Tick offers a more advanced time tracking solution for specifically working with teams, and offers mobile apps for use with Android and iOS as well as for desktop PCs. At its core is a time track which allows managers to then track budgets and profitability. Tick can also be integrated with other productivity software such as Basecamp.
HubStaff is another managerial time tracking solution, offering a wide range of features such as timesheets, GPS tracking, team scheduling, productivity monitoring, and of course reporting for insights. You can import projects or start new ones, and begin time tracking from then. There's also a wide range of integrations available, from Asana to Zoho Projects.
Harvest gears itself more toward larger companies, with customers including Volkswagen and Dell. There are desktop and mobile apps, and integrations with some key services like Google Chrome and GitHub. Admins can also manage projects and the software supports invoice issuing with companies like Stripe and PayPal. There’s a free version available, and the single paid tier also represents good value for money.
Productive appeals to agencies with a variety of workers under their umbrellas, and has all the usual time tracking features. It markets itself as a “one-stop shop,” so you can also expect resource planning tools, budgeting, billing, reporting, and more. It’s not a particularly cheap piece of kit, but should help you eliminate the need for other software so may work out cheaper if you’re likely to use everything. A trio of paid tiers each with free trials and annual subscription savings are topped by a customizable enterprise plan
We've also featured the best employee scheduling software.
What is a time management app?
Time management apps come in various shapes and sizes, but they all have one thing in common. They track the time that you spend on activities you wish to track.
This is useful for businesses tracking hours worked by remote staff, or for freelancers who need to know how many hours they have spent working on a particular project.
Beyond tracking hours, some time tracking apps can automatically generate invoices, give you tips on working more efficiently, and even warn you if you're losing focus.
How to choose the best time management app for you
Choosing the best time management app for you starts with understanding how you want to use the data captured. If you want to track your own work and have no need for integration with other software, a no-frills free time tracker could be all you ever need.
Individuals who want an app that keeps them focused and helps with invoicing would be better served by a more advanced app. Similarly, business users who wish to track multiple employees will benefit from a cloud-based time management app with enhanced reporting features.
Should I pay for a time management app?
There are some free versions available, but in the majority of cases you’ll find yourself paying for a time management app, especially if you need premium features like reporting, timesheets, billing, and so on.
However, ask yourself whether it’s a time management app you need. Maybe your business could benefit from a scheduling app, or an employee scheduling app.

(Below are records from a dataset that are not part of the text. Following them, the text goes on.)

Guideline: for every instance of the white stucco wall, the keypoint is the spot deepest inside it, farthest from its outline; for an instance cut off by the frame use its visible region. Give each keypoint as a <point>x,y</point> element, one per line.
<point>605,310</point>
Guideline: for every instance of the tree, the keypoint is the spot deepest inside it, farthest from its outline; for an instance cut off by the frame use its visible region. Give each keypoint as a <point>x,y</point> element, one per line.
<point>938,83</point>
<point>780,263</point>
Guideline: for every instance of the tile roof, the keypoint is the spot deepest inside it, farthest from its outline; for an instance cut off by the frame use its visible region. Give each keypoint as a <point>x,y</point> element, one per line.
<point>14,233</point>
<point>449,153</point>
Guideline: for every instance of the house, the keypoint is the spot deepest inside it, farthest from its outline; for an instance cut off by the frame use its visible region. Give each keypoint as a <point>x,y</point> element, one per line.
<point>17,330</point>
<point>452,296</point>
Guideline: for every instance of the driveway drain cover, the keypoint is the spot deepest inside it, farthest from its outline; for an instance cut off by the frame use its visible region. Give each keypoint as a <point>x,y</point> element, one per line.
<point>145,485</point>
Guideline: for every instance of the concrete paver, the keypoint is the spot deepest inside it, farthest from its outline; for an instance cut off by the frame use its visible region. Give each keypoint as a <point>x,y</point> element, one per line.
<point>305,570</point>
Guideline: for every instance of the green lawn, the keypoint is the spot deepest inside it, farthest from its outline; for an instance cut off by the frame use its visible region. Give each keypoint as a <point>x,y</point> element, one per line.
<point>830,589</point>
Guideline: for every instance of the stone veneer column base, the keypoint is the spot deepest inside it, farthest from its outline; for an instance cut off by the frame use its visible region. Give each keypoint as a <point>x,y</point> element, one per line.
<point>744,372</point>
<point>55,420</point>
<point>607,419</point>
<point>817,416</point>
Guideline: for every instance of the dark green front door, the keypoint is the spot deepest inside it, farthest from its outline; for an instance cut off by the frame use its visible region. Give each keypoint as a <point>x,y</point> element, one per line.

The best time management apps: How we test
To test for the best time management apps we first set up an account with the relevant software platform, whether as a download or as an online service. We then tested the service to see how the software could be used for different purposes and in different situations. The aim was to push each software platform to see how useful its basic tools were and also how easy it was to get to grips with any more advanced tools. As well as comparing different price points, we compared time management apps with other, similar pieces of kit to help determine whether the features included represent good value for money, or whether they already come as part of another service you could already be paying for.